PROGRAMA DE CIENCIAS POLITICAS

MATERIA DE SOCIOLOGIA POLITICA

PROFESOR: Dr. JORGE LEÓN TRUJILLO

Convocatoria 2008 – 2010

ADRIAN CORNEJO P.

EL PROBLEMA DE LA CIUDADANÍA Y LAS ESPECIFICIDADES REGIONALES: La


Ciudadanía en el Centro y la Periferia (Diálogos Críticos con T.H. Marshall)
De la bibliografía recomendada desearía abordar una problemática de mucha actualidad, y que es tratada de forma
preferente en los textos. La mayoría de ellos plantean sus reflexiones en un dialogo crítico con el esquema de
desarrollo de la Ciudadanía de T.H. Marshall1 en una línea argumentativa que demanda considerar las
especificidades regionales, lo que se enlaza con nuestro tema de estudio sobre las vías de formación de la
ciudadanía. En este marco he elegido dos textos que me parecen muy representativos de este debate: El primero de
Margarte Somers, que aborda la problemática del lugar que ocupa la esfera pública en la formación de la
ciudadanía, y el artículo de François-Xavier Guerra que estudia la formación histórica de la noción de ciudadano en
América Latina durante el periodo de independencias; en ambos textos parece resonar la misma problemática: en los
desarrollos de T.H. Marshall hay un olvido de las dimensiones del tiempo y lugar, lo que precipita comprensiones
cargadas de normativismo que imposibilitan reconocer no sólo las especificidades latinoamericanas, sino incluso el
propio desarrollo de la ciudadanía europea, además que ambos tienen en la base de sus reflexiones la apelación a
una comprensión histórica de la problemática de la ciudadanía.

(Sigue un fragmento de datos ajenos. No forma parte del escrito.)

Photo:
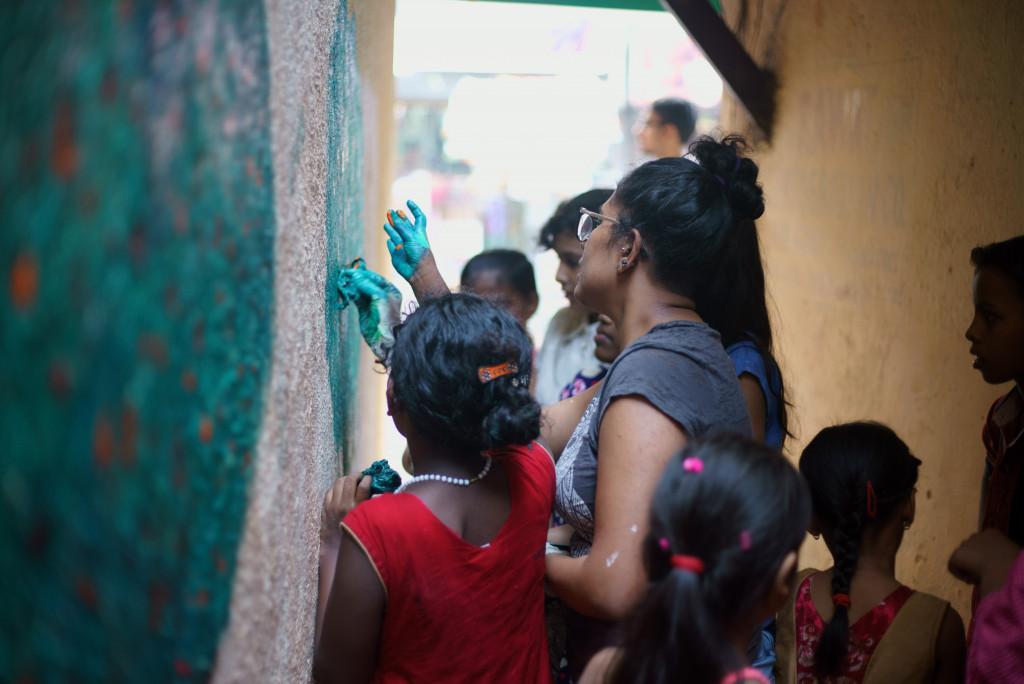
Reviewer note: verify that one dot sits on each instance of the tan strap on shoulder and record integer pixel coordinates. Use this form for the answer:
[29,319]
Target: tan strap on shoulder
[785,635]
[906,652]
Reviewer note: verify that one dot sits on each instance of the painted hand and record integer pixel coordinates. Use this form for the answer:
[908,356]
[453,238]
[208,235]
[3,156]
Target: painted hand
[347,493]
[407,242]
[379,304]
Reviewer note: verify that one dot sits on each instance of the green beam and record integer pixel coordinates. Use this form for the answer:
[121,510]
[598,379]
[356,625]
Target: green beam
[649,5]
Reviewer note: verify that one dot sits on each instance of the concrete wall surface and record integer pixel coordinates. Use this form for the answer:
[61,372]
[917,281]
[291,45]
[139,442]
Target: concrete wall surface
[331,79]
[180,183]
[897,147]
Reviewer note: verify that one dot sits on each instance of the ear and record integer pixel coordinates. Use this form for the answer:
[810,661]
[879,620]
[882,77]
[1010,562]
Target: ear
[632,244]
[782,584]
[532,301]
[910,507]
[814,526]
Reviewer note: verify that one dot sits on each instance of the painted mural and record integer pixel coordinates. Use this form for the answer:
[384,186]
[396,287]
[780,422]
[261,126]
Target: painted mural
[136,252]
[344,217]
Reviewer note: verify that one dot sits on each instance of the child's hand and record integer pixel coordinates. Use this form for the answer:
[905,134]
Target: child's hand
[407,242]
[347,493]
[984,559]
[378,301]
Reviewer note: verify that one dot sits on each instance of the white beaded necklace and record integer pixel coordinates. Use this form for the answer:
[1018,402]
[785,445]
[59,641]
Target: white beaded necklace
[448,479]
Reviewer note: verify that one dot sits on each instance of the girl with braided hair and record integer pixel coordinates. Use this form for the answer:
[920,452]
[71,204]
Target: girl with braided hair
[855,622]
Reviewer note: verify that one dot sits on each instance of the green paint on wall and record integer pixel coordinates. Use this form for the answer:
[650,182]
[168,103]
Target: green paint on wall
[136,257]
[344,222]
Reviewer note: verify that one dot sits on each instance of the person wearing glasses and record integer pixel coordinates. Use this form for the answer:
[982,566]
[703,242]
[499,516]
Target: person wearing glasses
[651,262]
[569,343]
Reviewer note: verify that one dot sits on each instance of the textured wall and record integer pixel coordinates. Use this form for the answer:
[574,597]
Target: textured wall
[137,250]
[179,182]
[897,148]
[328,165]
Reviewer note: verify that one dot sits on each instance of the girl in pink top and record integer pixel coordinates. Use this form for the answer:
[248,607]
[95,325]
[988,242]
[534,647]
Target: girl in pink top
[727,520]
[855,622]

I. Exposición Sistemática de las Tesis Principales de los Textos

a. Margaret Somers: la Ciudadanía y el Lugar de la Esfera Pública

La autora emprende en el texto un esfuerzo de replantear críticamente la sociología de la ciudadanía inspirada en los
argumentos de T.H. Marshall, específicamente recurriendo a las siguientes tesis generales: a) La Sociología de la
Ciudadanía inspirada T.H. Marshall cierra sus explicaciones sobre la génesis y desarrollo de la ciudadanía en torno
de la relación binaria Estado / Economía, o, lo que es lo mismo Ciudadanía / Clase Social, lo que impide
comprender los diversos ritmos y especificidades que muestra la historia europea. Propone que una adecuada
comprensión de la ciudadanía se realizaría incorporando a la reflexión, el papel fundamental que cumplen la
sociedad civil y la esfera pública dentro de los marcos regionales, en una relación tríadica Estado – (sociedad
Civil/Esfera Pública) – Mercado. b) La teoría marshalliana, recurre a una comprensión del desarrollo de la
ciudadanía a partir de la tesis que esta corresponde a los intereses y a la agencia específica de una clase social en
ascenso. El lugar de las esferas públicas regionales muestra que las prácticas de ciudadanía no pueden ser reducidas
a las de clase, y que incluso esta perspectiva termina ocultando o proscribiendo del análisis a las diferencias de
género, raza, geográficas, etc. c) Los planteamientos de Marshall se organizan además en torno de otras relaciones
dicotómicas que producen el mismo efecto reduccionista: Nación / Localidad, Modernidad / Tradición, Estatus /
Relación, Universalidad / Particularismos, Comunidad / Ciudadanía. d) Estas limitaciones pueden ser superadas
incorporando una perspectiva que reconozca el impacto de las diferencias de tiempo y espacio en los desarrollos de
la ciudadanía. e) La Historia de Inglaterra (Modelo histórico utilizado por T.H. Marshall) muestra otra dinámica
histórica que a la vez que rebate los planteamientos de la sociología clásica de la ciudadanía provee un marco
alternativo para replantear sus fundamentos y perspectivas.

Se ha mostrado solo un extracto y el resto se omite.